Central Otago District Council parks and recreation manager Gordon Bailey said the Lake Dunstan enforcement officer had advised the behaviour of boat users had “generally been good”, although it was frustrating some new boat owners were “ignorant of some of the basic safety rules”.
The actions of some jet ski operators “where common courtesy is not observed” had also been disappointing, Mr Bailey said.
“As a result, behaviour is not as good as previous years, but overall, generally fine.”
Mr Bailey said several warnings had been issued to boat users, “similar to previous years”. These were mainly for not having an observer while towing, operating a vessel at speed within 50m of another vessel and operating a vessel without life jackets.
the public included two specific incidents over the Christmas-New Year period, Mr Bailey said.
One was from Alexandra woman Sue Scott, who contacted The News with concerns about the “appalling” behaviour of some boat users at Weatherall Creek, near the Dunstan Arm Rowing Club, on January 2.
Mrs Scott said many boat users ignored the speed limits on Lake Dunstan but there appeared to be no-one monitoring behaviour on the lake.
She wanted enforcement of water safety rules on Lake Dunstan stepped up, and said there “should be the same rules and policing on water as there is on land”.
Mr Bailey said another complaint was made about behaviour near the Weatherall Creek pontoons on January 3.
Two groups of people were spreading their equipment to the point where it restricted the access of others.

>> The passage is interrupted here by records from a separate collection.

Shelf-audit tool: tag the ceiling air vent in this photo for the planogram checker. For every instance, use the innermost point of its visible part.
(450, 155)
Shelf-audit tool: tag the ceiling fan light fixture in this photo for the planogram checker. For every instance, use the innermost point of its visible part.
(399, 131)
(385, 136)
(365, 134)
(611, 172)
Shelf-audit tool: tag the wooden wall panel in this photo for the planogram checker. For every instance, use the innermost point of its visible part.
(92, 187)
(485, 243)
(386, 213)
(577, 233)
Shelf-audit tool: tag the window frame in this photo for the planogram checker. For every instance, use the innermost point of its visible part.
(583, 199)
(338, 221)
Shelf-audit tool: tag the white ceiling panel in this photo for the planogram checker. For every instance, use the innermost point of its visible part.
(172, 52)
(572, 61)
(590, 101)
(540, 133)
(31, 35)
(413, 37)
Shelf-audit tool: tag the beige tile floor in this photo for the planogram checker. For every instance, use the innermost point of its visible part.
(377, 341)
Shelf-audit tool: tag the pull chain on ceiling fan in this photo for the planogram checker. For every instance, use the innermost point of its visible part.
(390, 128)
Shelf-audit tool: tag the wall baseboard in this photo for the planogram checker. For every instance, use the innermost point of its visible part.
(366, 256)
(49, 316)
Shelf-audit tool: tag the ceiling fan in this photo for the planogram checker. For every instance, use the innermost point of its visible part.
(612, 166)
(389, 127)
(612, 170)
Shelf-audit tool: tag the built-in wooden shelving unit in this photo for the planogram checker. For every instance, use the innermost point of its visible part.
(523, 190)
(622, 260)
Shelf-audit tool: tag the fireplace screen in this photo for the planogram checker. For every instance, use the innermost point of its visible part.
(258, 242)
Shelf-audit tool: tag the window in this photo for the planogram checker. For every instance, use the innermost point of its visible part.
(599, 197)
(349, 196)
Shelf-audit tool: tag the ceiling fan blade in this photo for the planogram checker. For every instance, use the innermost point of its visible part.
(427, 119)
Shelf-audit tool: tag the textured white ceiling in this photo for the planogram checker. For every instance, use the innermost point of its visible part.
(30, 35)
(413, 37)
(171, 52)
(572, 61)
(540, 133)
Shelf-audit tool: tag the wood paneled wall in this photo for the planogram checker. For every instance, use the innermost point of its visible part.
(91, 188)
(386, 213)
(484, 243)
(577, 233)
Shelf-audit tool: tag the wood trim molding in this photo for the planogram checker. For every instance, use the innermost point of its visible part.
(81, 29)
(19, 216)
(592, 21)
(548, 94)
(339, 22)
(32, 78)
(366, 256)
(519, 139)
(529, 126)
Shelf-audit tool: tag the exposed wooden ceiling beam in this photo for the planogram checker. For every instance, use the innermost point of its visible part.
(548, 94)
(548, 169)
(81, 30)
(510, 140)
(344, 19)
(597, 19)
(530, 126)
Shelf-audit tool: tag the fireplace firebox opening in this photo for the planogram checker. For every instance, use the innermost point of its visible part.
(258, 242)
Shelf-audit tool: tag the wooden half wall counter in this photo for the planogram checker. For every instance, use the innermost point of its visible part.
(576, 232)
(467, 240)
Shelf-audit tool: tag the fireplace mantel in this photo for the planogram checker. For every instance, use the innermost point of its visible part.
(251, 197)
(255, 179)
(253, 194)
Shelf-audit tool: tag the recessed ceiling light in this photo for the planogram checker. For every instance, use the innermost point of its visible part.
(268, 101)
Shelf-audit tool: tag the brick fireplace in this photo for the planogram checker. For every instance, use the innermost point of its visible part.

“The group had a number of larger inflatable toys on the beach area and were asked that they be shifted to allow everybody easy access .. These encounters are also a chance to identify users and know they now understand the bylaws, which are explained in detail to them to update their knowledge.”
Mr Bailey said the Lake Dunstan enforcement officer “unfortunately cannot be everywhere”, but would deal with any issues on the lake if contacted.
He reminded “each boat owner has the responsibility to familiarise themselves with the local lake bylaws”.
“The big reminder is ‘Keep Right’ and operate in an anti-clockwise direction.
“Council would also like to remind lake users that the speed zone from Pisa Moorings to the top of the lake is now 5 knots within 200m from shore, and from Pisa Moorings to the Clyde Dam the 50m rule applies. No person shall operate a vessel exceeding 5 knots within 50 metres of any other vessel, raft or person in the water.”
The full rules are on the CODC website and in Central Otago information centres.